Small business was a clear winner in the May 2015 budget and now these popular measures have passed both Houses of Parliament and received Royal Assent without amendment, so what are they?
A small business (one with a turnover of less than $2 million) from 1 July 2015 will be subject to tax rate reductions. Companies have had their tax rate lowered by 1.5% from 30% to 28.5% whereas other entities like sole traders and partnerships, will attract a 5% discount on their tax bill, capped at $1,000 per year.
$20,000 immediate tax deduction
The highly anticipated small business $20,000 asset write-off scheme will lift the threshold where an asset is immediately deductible from $1,000 to $20,000. These arrangements will apply from Budget night, 12 May 2015, and continue until 30 June 2017.
There is no limit on the number of eligible assets costing less than $20,000 that you can immediately depreciate, but any purchases above the $20,000 will be treated as part of normal small business depreciation arrangements. It is important to note that if your business is registered for GST, the asset cost is taken to be the GST exclusive amount.

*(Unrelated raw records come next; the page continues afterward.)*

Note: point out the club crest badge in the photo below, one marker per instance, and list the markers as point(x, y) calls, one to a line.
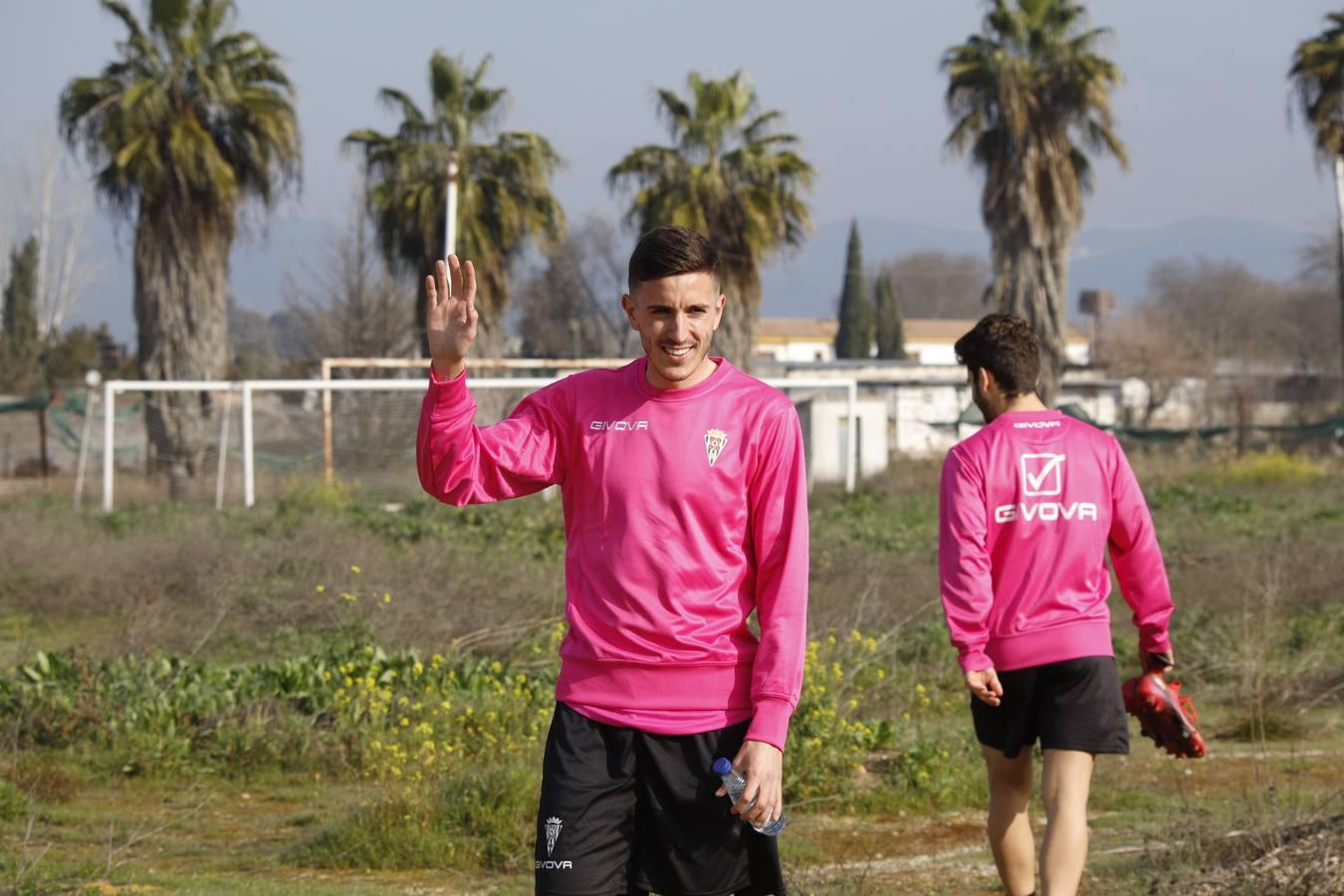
point(714, 443)
point(553, 833)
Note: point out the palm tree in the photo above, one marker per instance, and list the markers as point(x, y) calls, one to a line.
point(504, 195)
point(1029, 96)
point(1317, 77)
point(729, 175)
point(185, 125)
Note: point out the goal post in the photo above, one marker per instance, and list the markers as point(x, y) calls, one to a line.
point(249, 389)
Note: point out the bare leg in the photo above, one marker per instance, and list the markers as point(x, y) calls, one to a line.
point(1064, 782)
point(1009, 829)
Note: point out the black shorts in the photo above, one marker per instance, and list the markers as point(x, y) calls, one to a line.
point(1074, 704)
point(626, 811)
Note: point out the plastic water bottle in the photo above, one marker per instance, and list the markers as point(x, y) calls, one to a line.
point(737, 784)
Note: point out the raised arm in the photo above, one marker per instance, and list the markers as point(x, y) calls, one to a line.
point(460, 462)
point(450, 316)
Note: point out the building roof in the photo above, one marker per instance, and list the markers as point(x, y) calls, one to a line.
point(917, 330)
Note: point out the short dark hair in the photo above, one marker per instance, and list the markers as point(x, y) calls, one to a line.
point(667, 251)
point(1008, 348)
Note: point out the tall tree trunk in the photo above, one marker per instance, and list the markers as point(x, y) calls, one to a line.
point(737, 331)
point(181, 326)
point(1339, 199)
point(1027, 285)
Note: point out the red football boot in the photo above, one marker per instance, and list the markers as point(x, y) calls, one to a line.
point(1164, 715)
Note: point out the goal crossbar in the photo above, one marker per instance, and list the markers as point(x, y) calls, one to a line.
point(248, 388)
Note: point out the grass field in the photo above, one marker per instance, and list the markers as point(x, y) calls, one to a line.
point(325, 696)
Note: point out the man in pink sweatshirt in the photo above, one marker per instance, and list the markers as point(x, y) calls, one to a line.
point(1029, 507)
point(684, 497)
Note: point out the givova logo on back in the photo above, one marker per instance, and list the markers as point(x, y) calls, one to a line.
point(553, 833)
point(1041, 476)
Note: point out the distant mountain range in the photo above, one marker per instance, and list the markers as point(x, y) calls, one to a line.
point(808, 284)
point(802, 285)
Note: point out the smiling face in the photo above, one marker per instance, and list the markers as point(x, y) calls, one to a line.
point(676, 318)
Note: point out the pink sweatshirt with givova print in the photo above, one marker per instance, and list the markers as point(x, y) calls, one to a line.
point(1028, 508)
point(684, 511)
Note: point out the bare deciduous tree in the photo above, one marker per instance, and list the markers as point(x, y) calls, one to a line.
point(1206, 319)
point(346, 304)
point(938, 285)
point(571, 307)
point(53, 204)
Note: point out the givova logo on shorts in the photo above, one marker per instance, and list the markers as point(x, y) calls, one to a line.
point(553, 833)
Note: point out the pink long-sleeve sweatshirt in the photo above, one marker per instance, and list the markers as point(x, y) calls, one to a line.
point(684, 511)
point(1028, 508)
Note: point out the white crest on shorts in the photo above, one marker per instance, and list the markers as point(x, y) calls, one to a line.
point(553, 833)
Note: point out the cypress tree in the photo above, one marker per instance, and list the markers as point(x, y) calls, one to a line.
point(855, 336)
point(891, 337)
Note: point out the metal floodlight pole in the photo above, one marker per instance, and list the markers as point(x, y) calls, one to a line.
point(110, 407)
point(450, 212)
point(92, 379)
point(329, 437)
point(851, 465)
point(223, 453)
point(249, 460)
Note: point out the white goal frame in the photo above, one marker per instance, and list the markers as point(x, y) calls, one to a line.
point(248, 388)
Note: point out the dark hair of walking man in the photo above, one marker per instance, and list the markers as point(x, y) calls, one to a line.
point(686, 511)
point(1028, 508)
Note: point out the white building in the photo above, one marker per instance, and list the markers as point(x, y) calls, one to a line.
point(825, 438)
point(928, 340)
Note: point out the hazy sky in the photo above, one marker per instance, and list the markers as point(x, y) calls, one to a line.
point(1203, 108)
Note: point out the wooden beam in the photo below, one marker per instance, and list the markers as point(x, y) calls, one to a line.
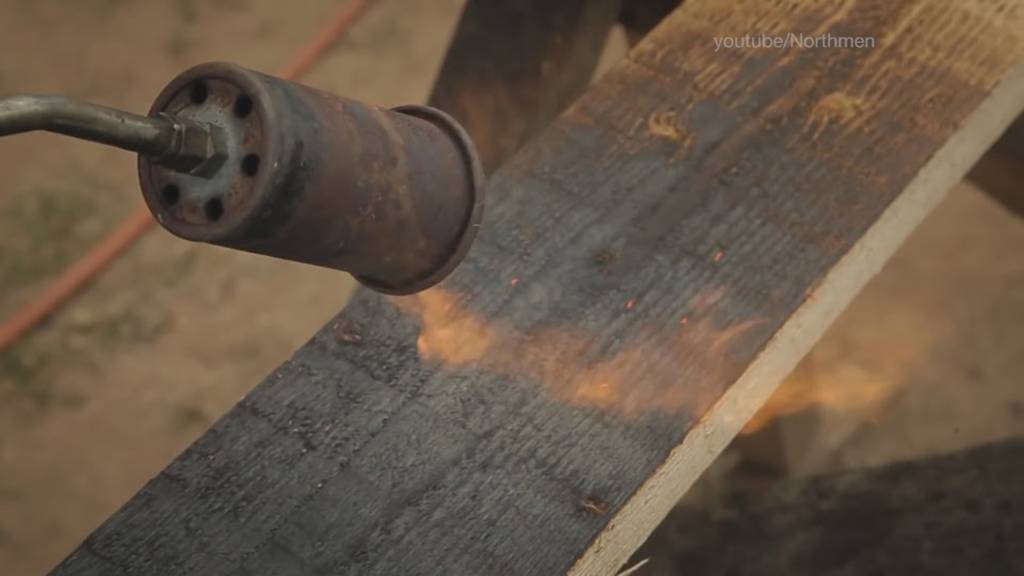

All assets including those that are new and second hand are included in these new rules but like most things there are a few exclusions. These include horticultural plant, capital works, software development pools, and certain primary production assets, all of which are subject to their own depreciation or deduction rules.
Whilst every business situation needs to be addressed individually, it is clear that many may benefit from these measures so it important to seek advice.